7 Habits of a highly effective parent!
Survival they say is merely a series of trial and error judgments that do not get you killed. Over the past few years, I have developed some strategies to deal with my double X chromosome offspring, which, though not perfect, have me thinking a little less about taking a flying leap out of the window every now and then. Some of these are also observed strategies. Those which are not necessarily my own creation, but, are a great source of happiness and mental health. In keeping with my code of good karma, let me serve those up so that you can send me happy positive thoughts to bask in.
Here are (mostly my own) 7 habits of highly effective parents.

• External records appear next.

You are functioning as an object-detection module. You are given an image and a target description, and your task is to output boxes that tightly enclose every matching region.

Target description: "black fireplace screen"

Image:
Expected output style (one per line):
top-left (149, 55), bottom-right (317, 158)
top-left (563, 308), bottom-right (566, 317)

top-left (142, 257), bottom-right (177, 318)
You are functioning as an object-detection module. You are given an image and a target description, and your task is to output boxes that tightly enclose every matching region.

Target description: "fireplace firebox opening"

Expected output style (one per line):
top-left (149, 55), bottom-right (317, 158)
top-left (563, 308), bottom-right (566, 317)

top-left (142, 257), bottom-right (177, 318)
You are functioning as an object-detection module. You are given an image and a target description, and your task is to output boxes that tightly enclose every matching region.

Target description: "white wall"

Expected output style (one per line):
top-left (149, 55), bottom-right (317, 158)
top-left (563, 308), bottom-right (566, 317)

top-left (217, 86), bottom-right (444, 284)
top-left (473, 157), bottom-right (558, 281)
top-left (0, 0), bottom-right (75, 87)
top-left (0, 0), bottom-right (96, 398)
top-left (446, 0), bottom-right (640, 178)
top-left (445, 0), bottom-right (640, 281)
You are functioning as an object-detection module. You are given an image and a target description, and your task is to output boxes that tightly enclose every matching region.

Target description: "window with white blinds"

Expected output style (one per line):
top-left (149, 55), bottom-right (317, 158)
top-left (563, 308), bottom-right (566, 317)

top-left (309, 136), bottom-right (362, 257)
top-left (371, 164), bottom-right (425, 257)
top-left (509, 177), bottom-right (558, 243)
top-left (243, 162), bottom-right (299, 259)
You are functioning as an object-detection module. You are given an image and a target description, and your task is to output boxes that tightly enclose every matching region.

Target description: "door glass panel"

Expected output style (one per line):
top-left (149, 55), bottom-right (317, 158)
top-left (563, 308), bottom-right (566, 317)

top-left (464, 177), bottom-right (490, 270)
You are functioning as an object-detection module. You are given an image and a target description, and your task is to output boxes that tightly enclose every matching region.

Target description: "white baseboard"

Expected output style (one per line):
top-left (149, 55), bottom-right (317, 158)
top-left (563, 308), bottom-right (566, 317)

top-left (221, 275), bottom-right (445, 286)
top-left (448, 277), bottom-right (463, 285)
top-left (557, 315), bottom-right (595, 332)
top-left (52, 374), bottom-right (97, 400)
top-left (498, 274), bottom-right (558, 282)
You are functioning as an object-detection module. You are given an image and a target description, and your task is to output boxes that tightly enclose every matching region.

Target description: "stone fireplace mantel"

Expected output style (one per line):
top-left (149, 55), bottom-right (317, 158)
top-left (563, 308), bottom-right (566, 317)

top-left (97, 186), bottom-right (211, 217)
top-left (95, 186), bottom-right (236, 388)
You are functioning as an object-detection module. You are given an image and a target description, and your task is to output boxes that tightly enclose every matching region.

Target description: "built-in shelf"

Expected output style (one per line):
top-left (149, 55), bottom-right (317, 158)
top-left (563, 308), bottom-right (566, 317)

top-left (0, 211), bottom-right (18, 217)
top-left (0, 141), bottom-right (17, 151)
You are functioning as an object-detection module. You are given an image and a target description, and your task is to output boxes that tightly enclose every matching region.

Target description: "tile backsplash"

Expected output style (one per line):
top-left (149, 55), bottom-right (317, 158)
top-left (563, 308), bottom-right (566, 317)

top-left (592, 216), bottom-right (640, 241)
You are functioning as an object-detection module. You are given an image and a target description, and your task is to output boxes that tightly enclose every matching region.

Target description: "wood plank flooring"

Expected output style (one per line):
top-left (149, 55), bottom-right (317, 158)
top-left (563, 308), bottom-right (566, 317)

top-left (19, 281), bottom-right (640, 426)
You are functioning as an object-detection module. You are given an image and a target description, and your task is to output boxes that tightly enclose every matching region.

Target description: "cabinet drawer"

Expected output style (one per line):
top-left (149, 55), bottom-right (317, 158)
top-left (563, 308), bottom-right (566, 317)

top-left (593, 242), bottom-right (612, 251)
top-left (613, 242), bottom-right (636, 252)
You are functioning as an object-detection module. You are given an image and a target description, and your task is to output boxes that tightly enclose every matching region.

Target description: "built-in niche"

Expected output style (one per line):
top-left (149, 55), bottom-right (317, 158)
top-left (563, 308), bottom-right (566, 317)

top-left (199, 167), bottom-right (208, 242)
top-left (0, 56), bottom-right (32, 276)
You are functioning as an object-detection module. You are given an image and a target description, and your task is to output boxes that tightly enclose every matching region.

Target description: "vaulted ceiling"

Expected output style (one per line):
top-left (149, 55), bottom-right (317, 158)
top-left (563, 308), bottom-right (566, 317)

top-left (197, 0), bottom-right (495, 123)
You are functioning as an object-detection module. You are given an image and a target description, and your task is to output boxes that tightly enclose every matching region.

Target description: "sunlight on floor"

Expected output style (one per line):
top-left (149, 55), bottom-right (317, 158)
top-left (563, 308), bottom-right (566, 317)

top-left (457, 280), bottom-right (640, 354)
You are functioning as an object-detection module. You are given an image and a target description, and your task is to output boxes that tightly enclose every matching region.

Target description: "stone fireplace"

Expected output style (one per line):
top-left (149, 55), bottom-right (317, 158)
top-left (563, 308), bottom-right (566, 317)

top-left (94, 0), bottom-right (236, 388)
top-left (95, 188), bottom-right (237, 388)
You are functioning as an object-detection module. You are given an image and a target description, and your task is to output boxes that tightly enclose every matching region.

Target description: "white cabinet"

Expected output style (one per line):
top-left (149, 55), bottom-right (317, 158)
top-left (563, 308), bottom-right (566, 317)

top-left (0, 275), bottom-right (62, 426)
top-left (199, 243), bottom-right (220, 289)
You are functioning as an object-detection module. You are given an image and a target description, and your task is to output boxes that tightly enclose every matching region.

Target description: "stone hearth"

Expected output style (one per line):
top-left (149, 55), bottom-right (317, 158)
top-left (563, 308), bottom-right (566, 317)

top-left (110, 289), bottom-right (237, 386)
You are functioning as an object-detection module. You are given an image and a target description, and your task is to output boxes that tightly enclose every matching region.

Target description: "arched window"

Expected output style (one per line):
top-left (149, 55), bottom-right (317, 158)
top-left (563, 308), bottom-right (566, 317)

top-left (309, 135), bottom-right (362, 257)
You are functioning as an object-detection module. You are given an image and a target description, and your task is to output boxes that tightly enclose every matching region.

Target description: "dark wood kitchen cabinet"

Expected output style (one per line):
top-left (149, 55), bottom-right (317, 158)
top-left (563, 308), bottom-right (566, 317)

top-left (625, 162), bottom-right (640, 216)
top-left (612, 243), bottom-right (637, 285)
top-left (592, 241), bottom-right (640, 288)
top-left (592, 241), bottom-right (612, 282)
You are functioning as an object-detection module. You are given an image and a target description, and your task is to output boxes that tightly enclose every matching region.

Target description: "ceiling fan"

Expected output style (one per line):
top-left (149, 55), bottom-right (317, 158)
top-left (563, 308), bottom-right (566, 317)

1. Set boundaries: If you tend to have to do professional work at home often, it is a good idea to designate a space as a no-kid zone. If that is not a possibility, then having a code of behavior when you are at your laptop or work station will also do, but for the sake of all things sacred, please set boundaries. I have a no yelling and asking for permissions code of conduct when I am on a call. This was the outcome of chocolate and T.V privileges being wheedled out of me during client calls. It is a matter of sticking to the script and not giving in (easier said than done). What worked for me was, whenever they followed the code of conduct, the said privileges could be had (within limits of course). After a few failed attempts, this code is usually upheld.
2. Keep time exclusively for the kids: I cannot stress enough the importance of this exclusive time. I have a very selfish reason for it. Mainly, when my little one tries to blackmail me by saying “But you are always on your laptop” I have this exclusive time to fall back on and then win that argument! This time could be anything, a half-hour during bedtime, or a daily morning routine, whatever be the exclusive time that you can work into the day, do it.
3. Choose your battles: This is one that I am working on. It is tough to let go of a juicy shouting match with the 9-year-old regarding wet towels on the bed. But I find that I am yelling all day long and thoroughly exhausted by the end of the day, yet somehow guilty about the whole thing too! So, the classic way that I weigh if the situation demands my vocal cords, is if it will be a cause for concern in 5 years. If it won’t then I let it slide and mumble under my breath, if not then I take it up with her. Wet towels will just leave wet spots on the mattress, but daily heated arguments about it will leave wet spots on both our souls.
4. Give her the gift of choice: I have learned that what kids really want is just a little control over their tiny world. The tantrums, the arguments, the “you don’t love me” is all a bid to get some control over the choices they have. This one was thought up by the husband. Giving her a choice makes her feel in control and more amiable to getting things done. For example, having her get ready for an evening out means an argument over what to wear. So now I just give her 2–3 choices and she happily (mostly) chooses one. From the choice of snacks to play dates, this is one strategy that always works to make peace.
5. Make plans without her: A singular problem that parents face is being taken for granted. Somewhere we ourselves are to blame for it. If we make our every waking moment available and at the disposal of our offspring, they are obviously going to assume that we were put here for the sole purpose of bringing them up! Which I firmly disagree with because hey, I am a person too! I would hate for her to ever give up on her individuality, and as her role model, it begins with me. So, I make sure there are things that we do without her as well. It’s not always appreciated, but she understands. I find she has greater value for my time and effort in everything that we do together because of this.
6. Help her cultivate a hobby: My biggest gift to my daughter has been the love for reading. Through it, she finds hours of delight and creative adventure. I have been able to do this simply because of my own love for books. We often spend evenings side by side contentedly with a book each. A hobby is something that can be shared and can become a lifelong asset.
7. An unconditional love that she knows is there: This is by far the most important habit. My standard line to her is “Mommy loves you, even when I am upset with something you did”. Never sleep over an argument. Always hug and make up before bed. Make sure she knows she has your support when she is in the wrong as well. Stand with her and help her make it right.
While there are a hundred other strategies that could be added to this list, these by far are my top 7!